The tensor notation used in several areas of mathematics is a useful one, but it is not widely available to the functional programming community. In a practical sense, the (embedded) domain-specific languages (DSLs) that are currently in use for tensor algebra are either 1. array-oriented languages that do not enforce or take advantage of tensor properties and algebraic structure or 2. follow the categorical structure of tensors but require the programmer to manipulate tensors in an unwieldy point-free notation. A deeper issue is that for tensor calculus, the dominant pedagogical paradigm assumes an audience which is either comfortable with notational liberties which programmers cannot afford, or focus on the applied mathematics of tensors, largely leaving their linguistic aspects (behaviour of variable binding, syntax and semantics, etc.) for the reader to figure out by themselves. This state of affairs is hardly surprising, because, as we highlight, several properties of standard tensor notation are somewhat exotic from the perspective of lambda calculi. We bridge the gap by defining a DSL, embedded in Haskell, whose syntax closely captures the index notation for tensors in wide use in the literature. The semantics of this EDSL is defined in terms of the algebraic structures which define tensors in their full generality. This way, we believe that our EDSL can be used both as a tool for scientific computing, but also as a vehicle to express and present the theory and applications of tensors.

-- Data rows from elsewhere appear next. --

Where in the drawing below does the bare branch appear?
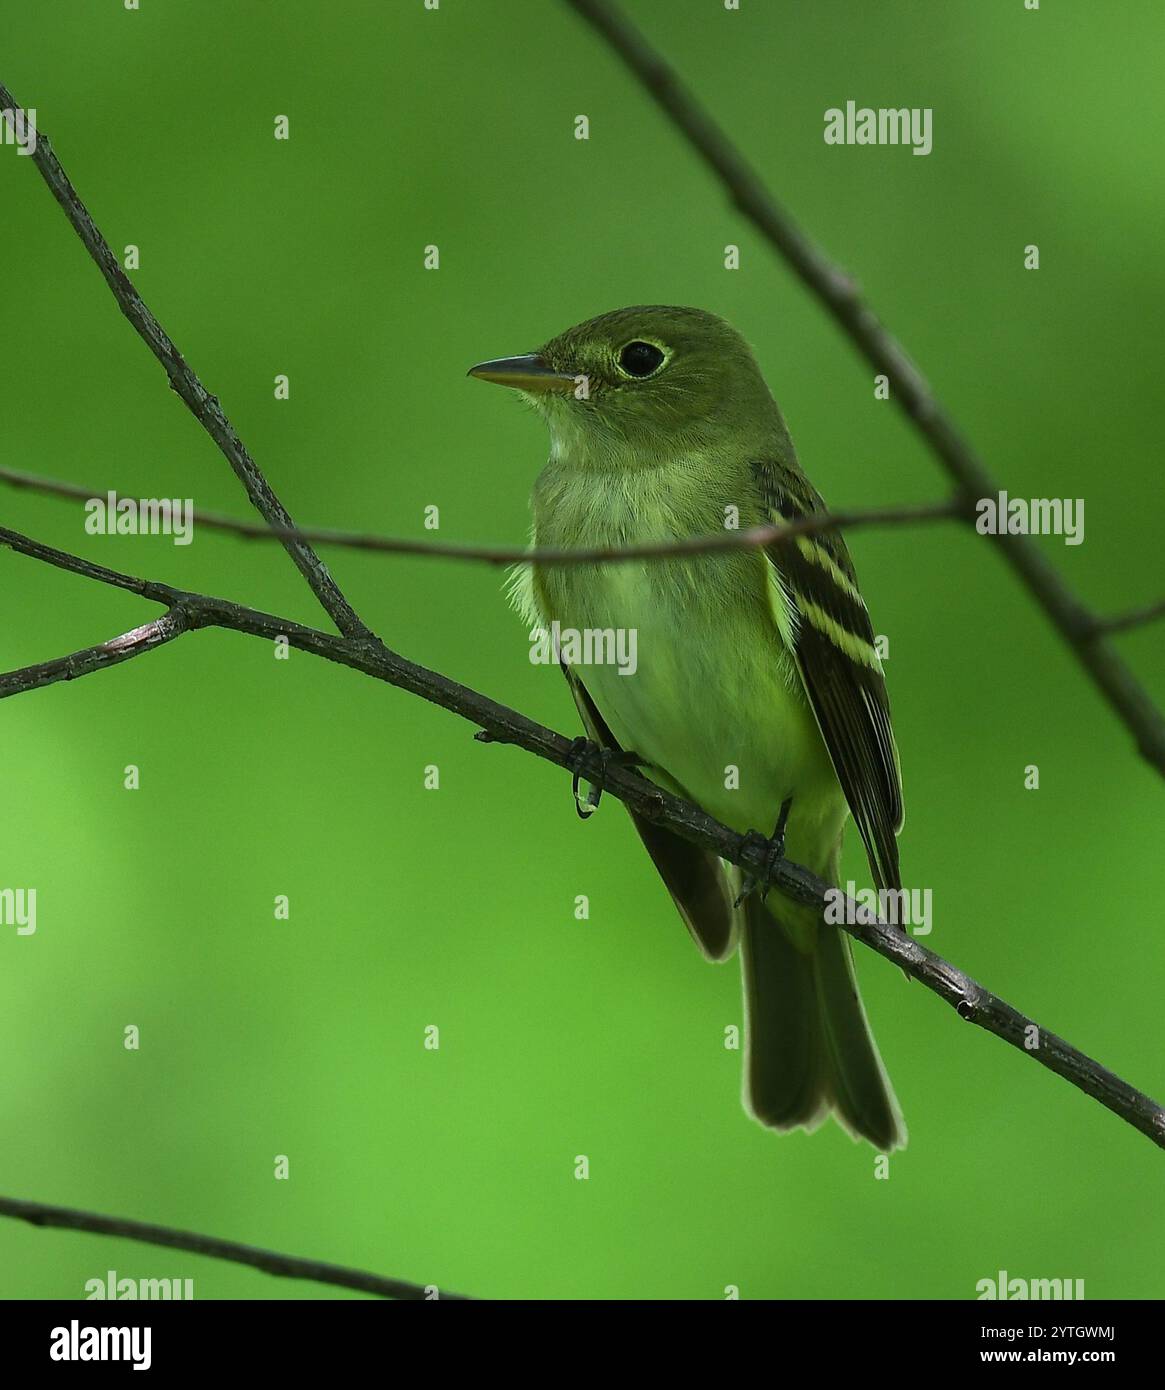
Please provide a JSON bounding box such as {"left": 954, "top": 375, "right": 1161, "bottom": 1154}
{"left": 0, "top": 464, "right": 965, "bottom": 566}
{"left": 1092, "top": 597, "right": 1165, "bottom": 638}
{"left": 562, "top": 0, "right": 1165, "bottom": 779}
{"left": 0, "top": 82, "right": 370, "bottom": 642}
{"left": 0, "top": 525, "right": 175, "bottom": 603}
{"left": 0, "top": 1194, "right": 469, "bottom": 1301}
{"left": 0, "top": 610, "right": 187, "bottom": 699}
{"left": 4, "top": 522, "right": 1163, "bottom": 1151}
{"left": 9, "top": 467, "right": 1159, "bottom": 634}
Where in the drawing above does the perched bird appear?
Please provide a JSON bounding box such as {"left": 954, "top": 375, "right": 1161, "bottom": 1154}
{"left": 470, "top": 306, "right": 906, "bottom": 1150}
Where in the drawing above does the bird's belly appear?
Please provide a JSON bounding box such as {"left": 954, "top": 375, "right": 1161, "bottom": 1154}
{"left": 539, "top": 561, "right": 844, "bottom": 851}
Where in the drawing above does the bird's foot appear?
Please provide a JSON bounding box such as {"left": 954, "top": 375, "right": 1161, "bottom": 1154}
{"left": 566, "top": 738, "right": 645, "bottom": 819}
{"left": 733, "top": 796, "right": 794, "bottom": 908}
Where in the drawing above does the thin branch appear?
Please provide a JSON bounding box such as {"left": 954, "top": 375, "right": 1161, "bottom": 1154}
{"left": 0, "top": 464, "right": 966, "bottom": 565}
{"left": 0, "top": 1194, "right": 469, "bottom": 1301}
{"left": 1092, "top": 596, "right": 1165, "bottom": 638}
{"left": 562, "top": 0, "right": 1165, "bottom": 779}
{"left": 0, "top": 610, "right": 187, "bottom": 699}
{"left": 0, "top": 82, "right": 370, "bottom": 642}
{"left": 4, "top": 522, "right": 1163, "bottom": 1151}
{"left": 8, "top": 466, "right": 1161, "bottom": 636}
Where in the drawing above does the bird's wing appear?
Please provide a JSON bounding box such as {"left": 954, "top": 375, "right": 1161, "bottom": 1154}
{"left": 560, "top": 659, "right": 738, "bottom": 962}
{"left": 750, "top": 461, "right": 904, "bottom": 892}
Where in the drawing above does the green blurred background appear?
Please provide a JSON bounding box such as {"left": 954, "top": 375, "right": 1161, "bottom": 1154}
{"left": 2, "top": 0, "right": 1163, "bottom": 1300}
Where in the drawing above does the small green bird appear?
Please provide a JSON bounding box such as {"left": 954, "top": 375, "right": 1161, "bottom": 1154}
{"left": 470, "top": 306, "right": 906, "bottom": 1150}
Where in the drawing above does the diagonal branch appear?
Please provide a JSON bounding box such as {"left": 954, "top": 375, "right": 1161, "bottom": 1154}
{"left": 562, "top": 0, "right": 1165, "bottom": 779}
{"left": 4, "top": 522, "right": 1163, "bottom": 1151}
{"left": 1092, "top": 597, "right": 1165, "bottom": 639}
{"left": 0, "top": 81, "right": 370, "bottom": 642}
{"left": 0, "top": 610, "right": 187, "bottom": 699}
{"left": 0, "top": 1194, "right": 469, "bottom": 1301}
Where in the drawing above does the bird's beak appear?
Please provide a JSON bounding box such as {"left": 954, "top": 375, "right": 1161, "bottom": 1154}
{"left": 467, "top": 353, "right": 576, "bottom": 394}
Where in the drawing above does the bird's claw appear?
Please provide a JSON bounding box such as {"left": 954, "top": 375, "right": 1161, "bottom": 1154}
{"left": 733, "top": 797, "right": 793, "bottom": 908}
{"left": 566, "top": 738, "right": 645, "bottom": 820}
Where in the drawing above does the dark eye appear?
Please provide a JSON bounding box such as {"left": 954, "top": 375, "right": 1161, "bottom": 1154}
{"left": 618, "top": 340, "right": 665, "bottom": 378}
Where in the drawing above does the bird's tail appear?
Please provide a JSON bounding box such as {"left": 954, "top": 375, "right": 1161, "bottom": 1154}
{"left": 740, "top": 894, "right": 906, "bottom": 1151}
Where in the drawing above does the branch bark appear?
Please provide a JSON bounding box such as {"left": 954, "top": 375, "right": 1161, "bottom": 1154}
{"left": 562, "top": 0, "right": 1165, "bottom": 779}
{"left": 0, "top": 1194, "right": 469, "bottom": 1301}
{"left": 1092, "top": 597, "right": 1165, "bottom": 638}
{"left": 0, "top": 82, "right": 370, "bottom": 642}
{"left": 0, "top": 611, "right": 188, "bottom": 699}
{"left": 5, "top": 521, "right": 1163, "bottom": 1151}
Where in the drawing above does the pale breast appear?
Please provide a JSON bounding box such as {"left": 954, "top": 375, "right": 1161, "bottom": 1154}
{"left": 527, "top": 459, "right": 840, "bottom": 839}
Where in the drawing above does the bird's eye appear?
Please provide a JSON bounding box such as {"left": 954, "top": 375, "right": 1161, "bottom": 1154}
{"left": 618, "top": 341, "right": 666, "bottom": 378}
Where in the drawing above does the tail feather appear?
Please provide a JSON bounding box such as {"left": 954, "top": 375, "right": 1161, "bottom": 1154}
{"left": 812, "top": 919, "right": 906, "bottom": 1150}
{"left": 741, "top": 896, "right": 906, "bottom": 1151}
{"left": 740, "top": 897, "right": 830, "bottom": 1133}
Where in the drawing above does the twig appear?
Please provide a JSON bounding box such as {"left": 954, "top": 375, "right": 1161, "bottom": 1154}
{"left": 7, "top": 464, "right": 1162, "bottom": 634}
{"left": 0, "top": 82, "right": 370, "bottom": 642}
{"left": 4, "top": 522, "right": 1163, "bottom": 1151}
{"left": 0, "top": 464, "right": 965, "bottom": 565}
{"left": 0, "top": 611, "right": 188, "bottom": 699}
{"left": 1092, "top": 597, "right": 1165, "bottom": 638}
{"left": 0, "top": 1194, "right": 469, "bottom": 1301}
{"left": 562, "top": 0, "right": 1165, "bottom": 779}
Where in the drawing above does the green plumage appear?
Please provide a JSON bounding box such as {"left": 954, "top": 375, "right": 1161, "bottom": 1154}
{"left": 476, "top": 305, "right": 906, "bottom": 1150}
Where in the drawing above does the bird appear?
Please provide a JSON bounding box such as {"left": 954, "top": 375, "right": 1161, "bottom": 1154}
{"left": 469, "top": 305, "right": 906, "bottom": 1150}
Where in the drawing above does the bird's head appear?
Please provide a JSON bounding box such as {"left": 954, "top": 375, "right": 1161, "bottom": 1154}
{"left": 469, "top": 305, "right": 779, "bottom": 466}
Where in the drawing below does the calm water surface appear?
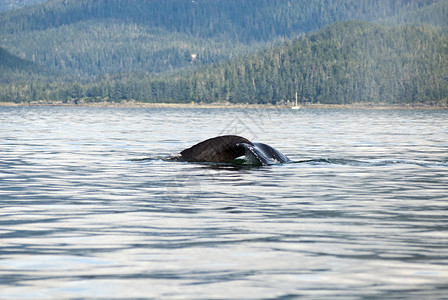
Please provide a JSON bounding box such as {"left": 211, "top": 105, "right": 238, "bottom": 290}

翻译：数学多个领域中使用的张量表示法是一种有用的工具，但尚未被函数式编程社区广泛采用。从实践角度看，当前用于张量代数的（嵌入式）领域专用语言（DSL）存在两种局限：1. 采用数组导向的语言设计，既未强制利用张量特性与代数结构；2. 虽遵循张量的范畴结构，却要求程序员使用笨拙的无点表示法进行操作。更深层的问题在于，当前张量微积分的主流教学范式默认受众要么习惯于程序员无法承受的符号自由，要么聚焦于张量的应用数学层面，而将其语言特性（变量绑定的行为、语法与语义等）留给读者自行揣摩。这种现状并不令人意外，正如我们强调的，标准张量表示法的若干特性从λ演算视角看颇具异质性。我们通过设计一种嵌入Haskell的DSL来弥合这一鸿沟，其语法精准捕捉了文献中广泛使用的张量指标表示法。该EDSL的语义基于定义广义张量的代数结构而建立。通过这种方式，我们相信该EDSL既能作为科学计算工具，也可成为表达和呈现张量理论与应用的有效载体。